Performance Optimization: Eliminates irrelevant or redundant features, improving predictive accuracy.
Flexibility: Works with various model types (e.g., linear models, tree-based methods, SVMs).
Limitations:
Computationally Intensive: Repeatedly trains models, which can be slow for large datasets or complex models.

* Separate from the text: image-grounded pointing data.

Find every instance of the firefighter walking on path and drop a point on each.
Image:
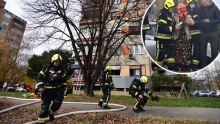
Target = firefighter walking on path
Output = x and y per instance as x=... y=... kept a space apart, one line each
x=146 y=25
x=163 y=35
x=137 y=90
x=51 y=82
x=107 y=86
x=195 y=33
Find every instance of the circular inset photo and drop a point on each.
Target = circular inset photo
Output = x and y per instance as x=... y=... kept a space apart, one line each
x=182 y=36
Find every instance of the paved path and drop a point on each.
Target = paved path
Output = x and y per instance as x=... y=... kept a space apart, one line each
x=211 y=114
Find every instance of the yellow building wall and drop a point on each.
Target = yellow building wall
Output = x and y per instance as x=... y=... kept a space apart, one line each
x=125 y=71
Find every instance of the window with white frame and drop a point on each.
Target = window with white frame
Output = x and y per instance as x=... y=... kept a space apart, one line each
x=116 y=1
x=133 y=0
x=93 y=51
x=134 y=72
x=117 y=53
x=3 y=30
x=118 y=33
x=7 y=15
x=4 y=22
x=86 y=32
x=136 y=49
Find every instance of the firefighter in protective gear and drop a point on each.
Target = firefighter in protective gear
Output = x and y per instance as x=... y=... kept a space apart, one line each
x=51 y=82
x=106 y=89
x=195 y=33
x=146 y=25
x=163 y=35
x=137 y=90
x=182 y=37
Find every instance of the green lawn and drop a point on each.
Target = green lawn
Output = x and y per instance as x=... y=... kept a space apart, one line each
x=128 y=100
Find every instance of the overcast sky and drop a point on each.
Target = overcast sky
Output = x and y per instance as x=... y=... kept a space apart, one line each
x=14 y=7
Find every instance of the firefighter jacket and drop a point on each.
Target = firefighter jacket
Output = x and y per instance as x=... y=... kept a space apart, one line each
x=165 y=25
x=45 y=77
x=108 y=78
x=187 y=29
x=146 y=25
x=138 y=88
x=194 y=29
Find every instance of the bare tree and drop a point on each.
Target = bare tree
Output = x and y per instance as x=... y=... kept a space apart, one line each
x=208 y=77
x=217 y=74
x=13 y=59
x=107 y=24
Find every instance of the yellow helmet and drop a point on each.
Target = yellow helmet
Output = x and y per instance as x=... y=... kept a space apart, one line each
x=168 y=4
x=189 y=1
x=56 y=57
x=143 y=79
x=108 y=68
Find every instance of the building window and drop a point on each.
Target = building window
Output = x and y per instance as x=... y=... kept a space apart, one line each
x=4 y=22
x=118 y=33
x=3 y=30
x=115 y=15
x=7 y=15
x=93 y=50
x=117 y=53
x=116 y=1
x=136 y=49
x=134 y=72
x=86 y=32
x=115 y=72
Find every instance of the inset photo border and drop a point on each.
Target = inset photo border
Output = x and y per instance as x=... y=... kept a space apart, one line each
x=181 y=42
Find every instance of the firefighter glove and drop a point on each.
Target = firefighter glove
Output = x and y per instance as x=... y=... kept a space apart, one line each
x=155 y=98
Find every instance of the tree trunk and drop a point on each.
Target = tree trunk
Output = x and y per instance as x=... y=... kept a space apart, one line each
x=88 y=85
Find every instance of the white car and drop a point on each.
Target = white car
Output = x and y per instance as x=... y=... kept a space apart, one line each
x=150 y=43
x=20 y=89
x=216 y=93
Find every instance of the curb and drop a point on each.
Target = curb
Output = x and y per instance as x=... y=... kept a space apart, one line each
x=62 y=115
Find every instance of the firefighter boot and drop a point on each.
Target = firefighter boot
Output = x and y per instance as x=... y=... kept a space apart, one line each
x=100 y=103
x=188 y=66
x=141 y=109
x=51 y=116
x=106 y=107
x=135 y=110
x=171 y=57
x=196 y=57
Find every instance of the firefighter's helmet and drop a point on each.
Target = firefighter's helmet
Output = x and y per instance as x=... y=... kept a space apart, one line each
x=143 y=79
x=108 y=68
x=56 y=57
x=168 y=4
x=182 y=11
x=189 y=1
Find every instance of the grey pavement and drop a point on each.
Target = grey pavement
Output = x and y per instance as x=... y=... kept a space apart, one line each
x=210 y=114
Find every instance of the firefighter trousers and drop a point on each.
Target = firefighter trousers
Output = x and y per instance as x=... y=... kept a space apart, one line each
x=165 y=46
x=140 y=103
x=55 y=95
x=195 y=54
x=106 y=94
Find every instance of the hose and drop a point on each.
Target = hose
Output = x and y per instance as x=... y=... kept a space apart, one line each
x=62 y=115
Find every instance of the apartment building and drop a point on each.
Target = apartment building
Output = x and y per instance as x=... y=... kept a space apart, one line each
x=130 y=61
x=12 y=27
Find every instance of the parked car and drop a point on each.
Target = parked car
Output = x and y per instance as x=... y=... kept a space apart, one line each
x=210 y=93
x=10 y=89
x=150 y=43
x=194 y=93
x=216 y=93
x=20 y=89
x=203 y=93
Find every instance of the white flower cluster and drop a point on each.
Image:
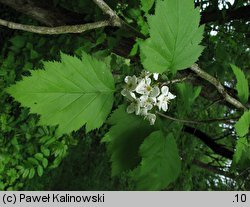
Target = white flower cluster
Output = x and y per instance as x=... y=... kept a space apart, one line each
x=145 y=95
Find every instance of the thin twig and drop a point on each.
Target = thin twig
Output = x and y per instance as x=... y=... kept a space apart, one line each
x=116 y=21
x=56 y=30
x=218 y=85
x=179 y=80
x=197 y=121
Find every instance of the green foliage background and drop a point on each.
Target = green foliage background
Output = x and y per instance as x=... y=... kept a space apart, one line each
x=33 y=158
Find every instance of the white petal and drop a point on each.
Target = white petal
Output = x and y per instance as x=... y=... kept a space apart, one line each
x=164 y=90
x=141 y=88
x=156 y=75
x=132 y=95
x=155 y=91
x=151 y=118
x=171 y=96
x=131 y=108
x=148 y=106
x=164 y=106
x=134 y=80
x=161 y=98
x=143 y=100
x=137 y=109
x=147 y=81
x=143 y=112
x=124 y=92
x=127 y=79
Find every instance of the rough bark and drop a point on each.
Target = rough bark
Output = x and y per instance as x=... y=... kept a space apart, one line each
x=217 y=148
x=43 y=12
x=222 y=16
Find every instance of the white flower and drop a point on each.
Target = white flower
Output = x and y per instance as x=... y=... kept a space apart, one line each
x=145 y=74
x=151 y=118
x=147 y=104
x=135 y=106
x=131 y=84
x=155 y=76
x=144 y=88
x=164 y=98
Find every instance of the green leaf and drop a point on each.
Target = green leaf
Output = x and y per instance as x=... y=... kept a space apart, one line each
x=242 y=126
x=160 y=163
x=124 y=138
x=69 y=93
x=146 y=5
x=45 y=162
x=18 y=41
x=31 y=173
x=242 y=147
x=39 y=170
x=242 y=84
x=39 y=156
x=187 y=96
x=174 y=37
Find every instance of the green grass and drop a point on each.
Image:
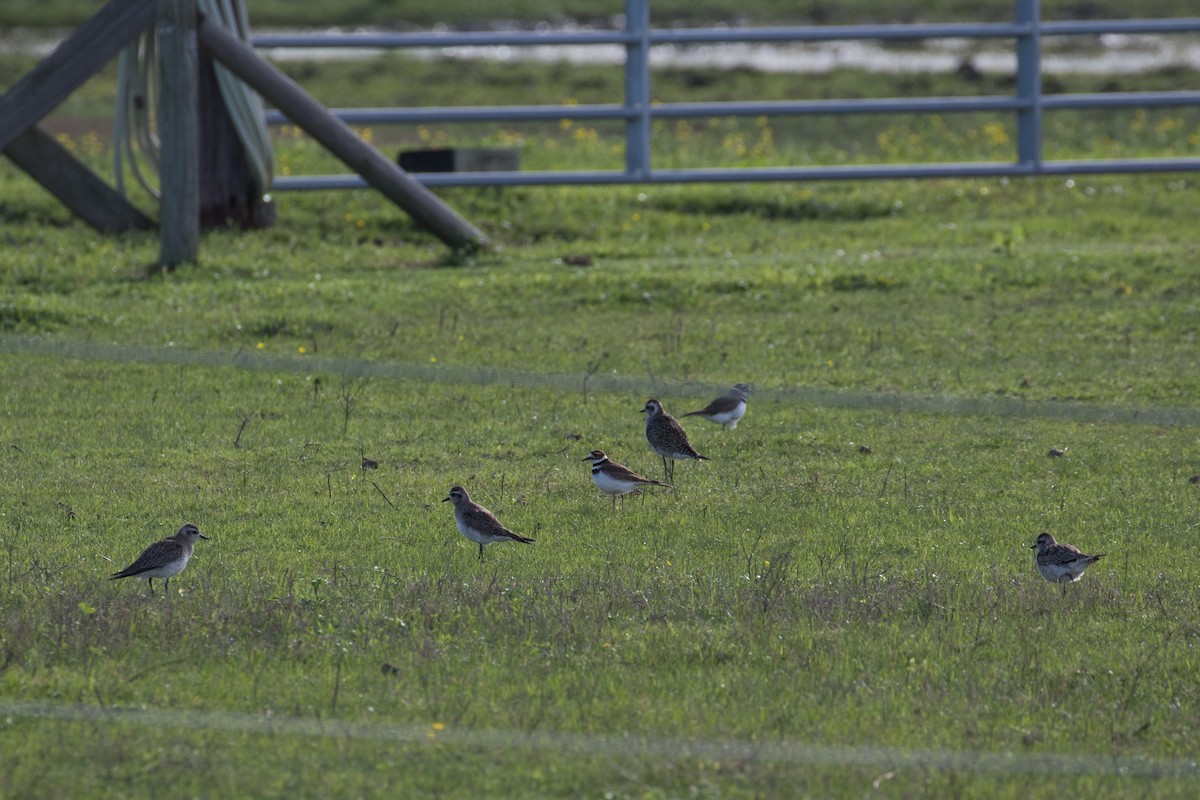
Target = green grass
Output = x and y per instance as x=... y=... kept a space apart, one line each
x=797 y=590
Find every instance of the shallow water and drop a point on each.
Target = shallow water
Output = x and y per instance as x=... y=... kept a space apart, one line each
x=1108 y=54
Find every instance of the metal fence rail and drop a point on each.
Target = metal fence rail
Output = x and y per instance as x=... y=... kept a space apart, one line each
x=639 y=113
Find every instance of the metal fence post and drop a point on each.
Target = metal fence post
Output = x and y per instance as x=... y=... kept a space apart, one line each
x=637 y=89
x=1029 y=85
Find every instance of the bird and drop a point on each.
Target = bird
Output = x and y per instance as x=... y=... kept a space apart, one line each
x=479 y=524
x=727 y=409
x=616 y=479
x=1061 y=563
x=163 y=559
x=667 y=438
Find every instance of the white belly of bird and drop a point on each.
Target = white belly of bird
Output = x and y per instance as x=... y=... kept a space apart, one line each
x=1060 y=572
x=610 y=485
x=474 y=535
x=168 y=570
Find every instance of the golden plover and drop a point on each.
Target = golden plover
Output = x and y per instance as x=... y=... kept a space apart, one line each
x=616 y=479
x=163 y=559
x=666 y=437
x=479 y=524
x=726 y=409
x=1061 y=563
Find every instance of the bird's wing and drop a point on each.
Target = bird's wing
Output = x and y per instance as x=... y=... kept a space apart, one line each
x=483 y=519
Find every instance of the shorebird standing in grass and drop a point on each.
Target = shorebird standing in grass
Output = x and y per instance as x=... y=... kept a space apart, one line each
x=616 y=479
x=479 y=524
x=163 y=559
x=726 y=409
x=1061 y=563
x=667 y=438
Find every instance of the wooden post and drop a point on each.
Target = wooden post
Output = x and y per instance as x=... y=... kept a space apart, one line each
x=79 y=188
x=79 y=56
x=337 y=137
x=229 y=192
x=179 y=205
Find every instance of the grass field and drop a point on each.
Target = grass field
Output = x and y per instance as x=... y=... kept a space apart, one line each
x=841 y=602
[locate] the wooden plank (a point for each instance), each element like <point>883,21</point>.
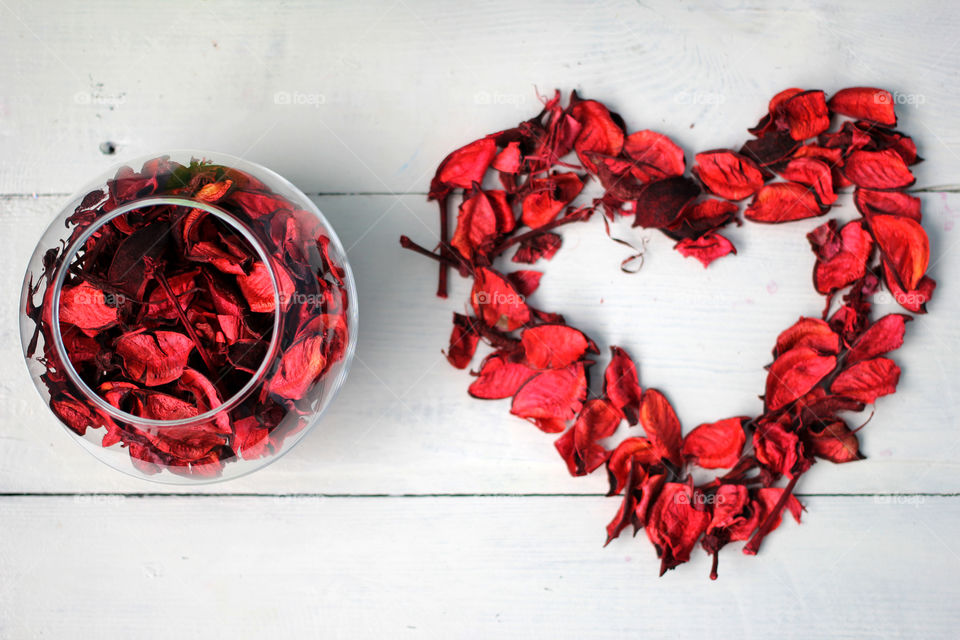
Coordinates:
<point>469,567</point>
<point>404,423</point>
<point>369,97</point>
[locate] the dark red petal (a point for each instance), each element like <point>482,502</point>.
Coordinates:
<point>715,445</point>
<point>813,173</point>
<point>658,156</point>
<point>878,170</point>
<point>783,202</point>
<point>728,174</point>
<point>866,103</point>
<point>598,132</point>
<point>868,380</point>
<point>661,426</point>
<point>553,346</point>
<point>556,394</point>
<point>706,248</point>
<point>499,377</point>
<point>598,419</point>
<point>496,302</point>
<point>812,333</point>
<point>793,374</point>
<point>622,385</point>
<point>883,336</point>
<point>463,342</point>
<point>154,358</point>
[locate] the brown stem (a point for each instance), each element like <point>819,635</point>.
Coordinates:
<point>168,290</point>
<point>754,545</point>
<point>444,234</point>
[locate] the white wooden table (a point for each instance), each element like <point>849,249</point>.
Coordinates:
<point>413,510</point>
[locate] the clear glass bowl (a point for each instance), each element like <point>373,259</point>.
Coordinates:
<point>188,317</point>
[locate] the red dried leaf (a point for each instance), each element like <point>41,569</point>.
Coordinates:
<point>866,103</point>
<point>783,202</point>
<point>655,156</point>
<point>463,167</point>
<point>811,333</point>
<point>496,302</point>
<point>598,131</point>
<point>661,425</point>
<point>728,174</point>
<point>878,170</point>
<point>543,245</point>
<point>154,358</point>
<point>463,342</point>
<point>841,257</point>
<point>675,524</point>
<point>813,173</point>
<point>835,442</point>
<point>553,346</point>
<point>622,384</point>
<point>553,394</point>
<point>598,419</point>
<point>548,197</point>
<point>867,380</point>
<point>715,445</point>
<point>883,336</point>
<point>499,377</point>
<point>793,374</point>
<point>706,248</point>
<point>84,306</point>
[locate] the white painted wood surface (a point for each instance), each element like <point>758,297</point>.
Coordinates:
<point>378,93</point>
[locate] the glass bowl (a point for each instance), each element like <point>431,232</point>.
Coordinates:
<point>188,317</point>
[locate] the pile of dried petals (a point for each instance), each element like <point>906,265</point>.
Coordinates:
<point>791,169</point>
<point>166,313</point>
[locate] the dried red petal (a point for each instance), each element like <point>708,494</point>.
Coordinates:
<point>496,302</point>
<point>622,385</point>
<point>878,170</point>
<point>598,419</point>
<point>655,155</point>
<point>728,174</point>
<point>715,445</point>
<point>675,524</point>
<point>706,248</point>
<point>783,202</point>
<point>904,245</point>
<point>499,377</point>
<point>661,425</point>
<point>84,306</point>
<point>463,342</point>
<point>868,380</point>
<point>813,173</point>
<point>553,346</point>
<point>553,394</point>
<point>793,374</point>
<point>543,245</point>
<point>865,102</point>
<point>883,336</point>
<point>599,132</point>
<point>548,197</point>
<point>841,257</point>
<point>154,358</point>
<point>463,167</point>
<point>812,333</point>
<point>835,442</point>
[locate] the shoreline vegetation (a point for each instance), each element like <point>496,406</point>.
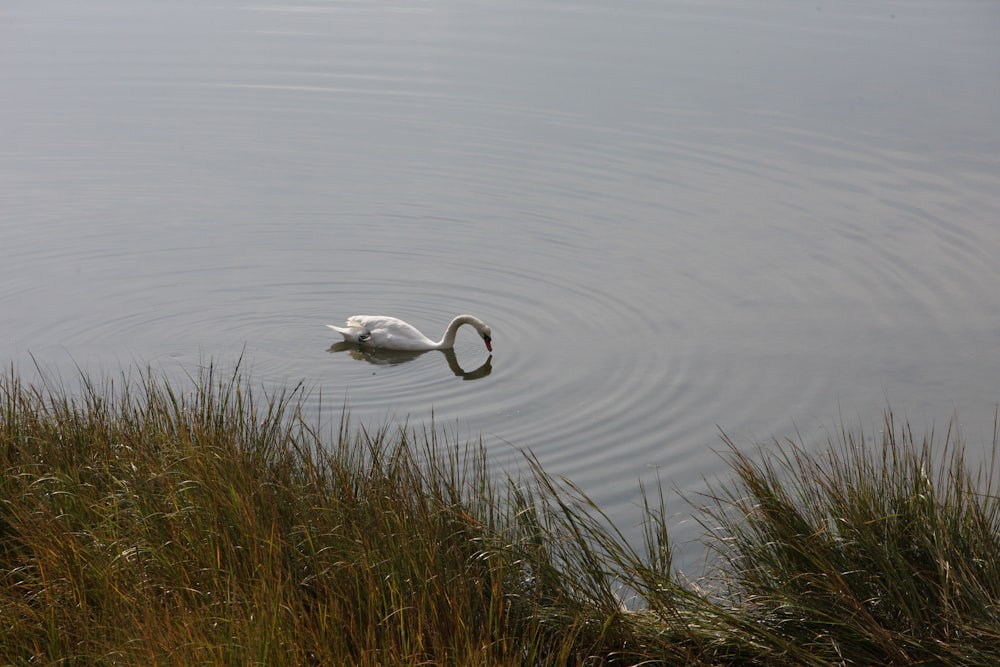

Model Dependency: Feature importance rankings depend on the underlying model, which may introduce bias.
Practical Considerations
When to use RFE?
For high-dimensional datasets where feature selection is critical for model interpretability and performance.
In machine learning workflows where feature importance scores are available.
Extensions:
Combine RFE with regularization methods (e.g., LASSO, Ridge) for additional feature selection.
Use advanced models (e.g., Random Forest, Gradient Boosting) for feature ranking.